И табачный смрад, теплом пролетающий мимо щеки, будет вестником покоя и прощения.

Но все- таки курить противно. Это да...

Послышались странные звуки - как будто кто-то пытается осторожно открыть дверную ручку. Саня покосился через плечо, не предпринимая никаких действий. Ручка, позолоченный шар, действительно поворачивалась, доходила до упора и опять начинала вертеться.

Санек хмыкнул - таким образом они будут открывать до морковкиного заговенья. Нет чтобы постучать, как поступили бы все добрые люди, или свистнуть там под окном. Когда он лежал в изоляторе, почти каждый вечер под его окном устраивался концерт - горячие друзья и с гор приходили и необузданными жестами показывали, что они с ним сделают и как. Это было забавно, хотя должно было производить устрашающее впечатление.

Здесь же новые, хоть и драчливые друзья поступают несколько однообразно. Вместо того, чтобы постучать, или крикнуть, или как-то по иному обозначить свое присутствие, чтобы он открыл, ребятишки тупо крутят ручку. Саня усмехнулся и прикурил новую сигарету. Ну что ж... В конце концов эта драка, то есть прописка, ему не очень- то нужна. Он человек мягкий, добрый. А главное - отзывчивый. Предложили ему по-дружески намять бока гимнасту, показать, скажем так, что он стоит на этой земле, ведь грех не отозваться.

- Ну что, ребятишки - пробормотал Саня, выпуская вместе со словами сизые клубы - если вы так будет дела делать, то мне с вами не по пути. Хоть бы пискнули, что ли, для ориентиру.

Но незваные, хотя и ожидаемые гости от своего намерения отступать не собирались - золотистый кругляшок дошел до конечного, правого положения и замер так. Саня тоже замер и, к своему удивлению, ощутил холодную волну, легко прокатившуюся под ребрами. Предчувствие его не обмануло. Раздался треск ломающегося металла, хруст, ручка стала свободно болтаться в гнезде и дверь открылась. Саня к этому времени вжался в подоконник задницей, открыв для вопля рот и не в состоянии издать ни звука - его уютную комнатуху почти полностью заполнило существо с маской вместо лица.
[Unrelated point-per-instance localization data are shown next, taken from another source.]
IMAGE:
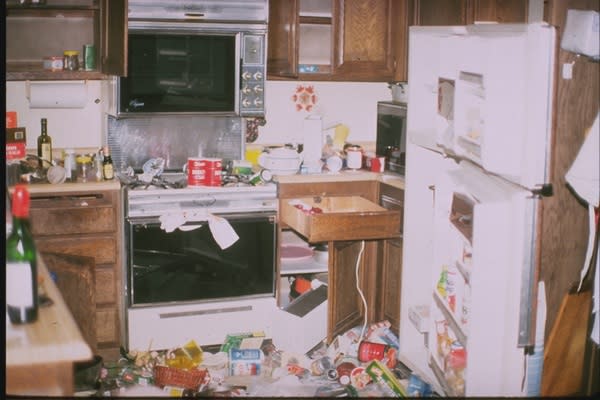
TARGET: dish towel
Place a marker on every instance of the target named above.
(221, 229)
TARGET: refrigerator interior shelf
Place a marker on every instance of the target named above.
(439, 374)
(461, 336)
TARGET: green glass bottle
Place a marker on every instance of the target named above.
(21, 263)
(45, 143)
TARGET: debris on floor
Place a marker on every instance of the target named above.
(362, 362)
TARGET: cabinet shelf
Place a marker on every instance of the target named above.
(19, 71)
(314, 20)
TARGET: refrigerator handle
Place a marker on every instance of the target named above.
(530, 275)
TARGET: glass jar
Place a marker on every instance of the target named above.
(85, 170)
(71, 60)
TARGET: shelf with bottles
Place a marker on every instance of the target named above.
(452, 297)
(448, 355)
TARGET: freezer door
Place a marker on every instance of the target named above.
(484, 93)
(483, 237)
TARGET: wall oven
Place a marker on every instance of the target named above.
(195, 57)
(180, 284)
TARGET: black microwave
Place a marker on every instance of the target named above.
(391, 135)
(182, 68)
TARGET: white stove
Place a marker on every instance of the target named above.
(165, 197)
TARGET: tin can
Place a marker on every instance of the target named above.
(89, 57)
(71, 60)
(368, 351)
(204, 171)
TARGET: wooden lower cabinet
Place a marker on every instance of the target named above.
(389, 258)
(345, 304)
(86, 223)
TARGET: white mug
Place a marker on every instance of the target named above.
(353, 158)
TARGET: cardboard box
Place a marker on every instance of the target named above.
(11, 119)
(15, 143)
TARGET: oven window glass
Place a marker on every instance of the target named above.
(179, 73)
(190, 265)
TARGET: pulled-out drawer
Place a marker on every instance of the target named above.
(322, 219)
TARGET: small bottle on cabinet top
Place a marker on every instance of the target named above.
(108, 170)
(21, 263)
(45, 144)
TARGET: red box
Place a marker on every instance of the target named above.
(16, 142)
(11, 119)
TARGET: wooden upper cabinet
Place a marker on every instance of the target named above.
(464, 12)
(283, 39)
(114, 37)
(34, 32)
(338, 40)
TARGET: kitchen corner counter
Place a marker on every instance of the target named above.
(73, 187)
(344, 176)
(40, 356)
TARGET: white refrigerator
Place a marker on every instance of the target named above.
(479, 139)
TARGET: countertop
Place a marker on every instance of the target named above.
(74, 187)
(54, 337)
(343, 176)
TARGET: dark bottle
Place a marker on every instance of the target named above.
(21, 263)
(45, 143)
(108, 170)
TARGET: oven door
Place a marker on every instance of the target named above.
(189, 266)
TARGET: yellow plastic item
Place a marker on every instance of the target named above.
(186, 357)
(340, 136)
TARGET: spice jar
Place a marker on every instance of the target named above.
(71, 60)
(84, 168)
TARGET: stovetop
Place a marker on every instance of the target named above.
(169, 193)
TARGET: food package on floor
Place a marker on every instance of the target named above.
(245, 361)
(385, 379)
(243, 340)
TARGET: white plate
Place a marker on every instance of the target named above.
(290, 252)
(284, 171)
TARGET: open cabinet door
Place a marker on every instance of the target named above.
(75, 278)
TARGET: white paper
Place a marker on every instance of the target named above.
(222, 231)
(70, 94)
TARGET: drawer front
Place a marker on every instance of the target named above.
(340, 218)
(106, 325)
(73, 214)
(103, 249)
(105, 286)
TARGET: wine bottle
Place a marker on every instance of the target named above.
(45, 143)
(21, 263)
(107, 165)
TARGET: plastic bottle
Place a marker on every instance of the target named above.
(45, 143)
(70, 165)
(108, 170)
(21, 263)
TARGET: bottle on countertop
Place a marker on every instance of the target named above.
(45, 143)
(107, 165)
(21, 263)
(99, 163)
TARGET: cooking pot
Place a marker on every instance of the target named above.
(281, 161)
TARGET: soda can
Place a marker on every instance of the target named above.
(89, 57)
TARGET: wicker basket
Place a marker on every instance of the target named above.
(185, 378)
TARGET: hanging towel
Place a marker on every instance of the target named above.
(220, 228)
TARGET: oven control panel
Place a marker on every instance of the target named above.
(253, 76)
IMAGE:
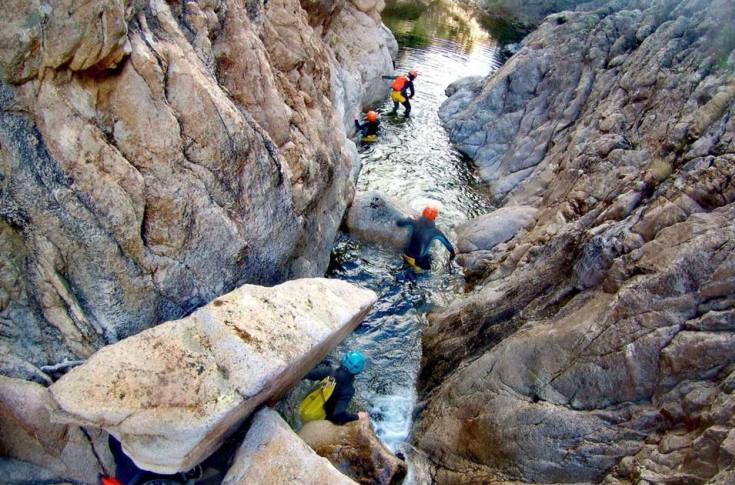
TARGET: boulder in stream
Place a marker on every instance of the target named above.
(173, 393)
(489, 230)
(355, 450)
(272, 454)
(373, 217)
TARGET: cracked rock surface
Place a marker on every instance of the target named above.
(155, 155)
(598, 346)
(173, 393)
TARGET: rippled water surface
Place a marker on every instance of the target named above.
(414, 161)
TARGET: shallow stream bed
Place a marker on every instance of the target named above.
(413, 160)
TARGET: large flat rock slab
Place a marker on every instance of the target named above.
(171, 394)
(272, 454)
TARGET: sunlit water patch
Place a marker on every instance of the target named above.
(413, 160)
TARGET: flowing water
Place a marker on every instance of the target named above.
(413, 160)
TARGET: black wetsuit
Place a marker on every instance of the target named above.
(423, 233)
(368, 128)
(344, 390)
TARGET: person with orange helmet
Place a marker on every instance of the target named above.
(369, 129)
(423, 233)
(402, 90)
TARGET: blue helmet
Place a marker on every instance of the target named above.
(353, 361)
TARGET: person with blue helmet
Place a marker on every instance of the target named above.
(351, 364)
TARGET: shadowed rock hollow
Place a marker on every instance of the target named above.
(599, 345)
(154, 155)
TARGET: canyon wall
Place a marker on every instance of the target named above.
(598, 345)
(154, 155)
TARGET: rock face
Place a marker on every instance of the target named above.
(28, 434)
(373, 216)
(355, 450)
(272, 454)
(173, 393)
(155, 155)
(599, 345)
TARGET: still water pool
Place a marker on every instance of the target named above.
(413, 160)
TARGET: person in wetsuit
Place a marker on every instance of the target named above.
(369, 129)
(423, 233)
(352, 363)
(402, 90)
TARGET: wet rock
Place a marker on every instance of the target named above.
(354, 449)
(487, 231)
(273, 454)
(373, 216)
(29, 434)
(173, 393)
(359, 63)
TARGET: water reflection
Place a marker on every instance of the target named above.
(416, 24)
(413, 160)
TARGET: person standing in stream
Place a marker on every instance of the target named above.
(423, 233)
(368, 130)
(402, 90)
(351, 364)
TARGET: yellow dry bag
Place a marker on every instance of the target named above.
(312, 406)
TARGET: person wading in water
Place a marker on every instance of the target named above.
(423, 233)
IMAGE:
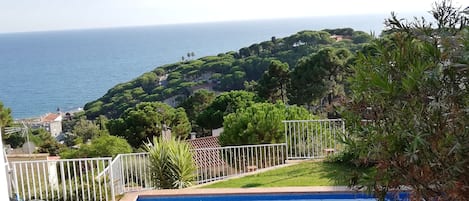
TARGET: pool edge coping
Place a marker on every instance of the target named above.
(217, 191)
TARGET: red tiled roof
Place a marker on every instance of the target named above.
(50, 117)
(204, 142)
(206, 157)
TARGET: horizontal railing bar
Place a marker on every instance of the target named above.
(312, 120)
(60, 160)
(243, 146)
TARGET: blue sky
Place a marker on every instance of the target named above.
(40, 15)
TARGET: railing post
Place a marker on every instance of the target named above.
(113, 192)
(286, 138)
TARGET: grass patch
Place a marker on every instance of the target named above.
(302, 174)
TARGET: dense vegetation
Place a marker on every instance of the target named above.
(229, 71)
(260, 123)
(412, 89)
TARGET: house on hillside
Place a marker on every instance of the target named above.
(52, 122)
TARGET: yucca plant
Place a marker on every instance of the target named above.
(171, 163)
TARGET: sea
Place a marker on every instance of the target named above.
(41, 72)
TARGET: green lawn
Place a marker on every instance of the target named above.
(302, 174)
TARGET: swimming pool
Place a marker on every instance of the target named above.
(275, 197)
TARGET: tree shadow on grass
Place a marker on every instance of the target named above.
(341, 174)
(251, 185)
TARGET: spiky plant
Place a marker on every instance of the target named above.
(171, 163)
Саша решил, что пришел таки его конец - какая сила таится в руках у мускуловиков, как их здесь называли, он знал, и не сомневался, что робот через доли секунды просто свернет ему шею, как цыпленку, но тот отчего-то медлил. Раскрашенная клоунская маска медленно поворачивалась из стороны в сторону - так принюхиваются дикие звери, пытаясь поймать слабый ток воздуха, мимолетом донесший нужный запах. Пустые глазницы несколько раз скользнули по окаменевшей Саниной фигуре и, хотя расстояние было меньше вытянутой руки, чудовище отчего-то медлило.

Саня отнес бездействие мускуловика к собственной неподвижности и боялся даже моргнуть. Он даже дыхание задержал - хотя прокуренных легких хватило ненадолго.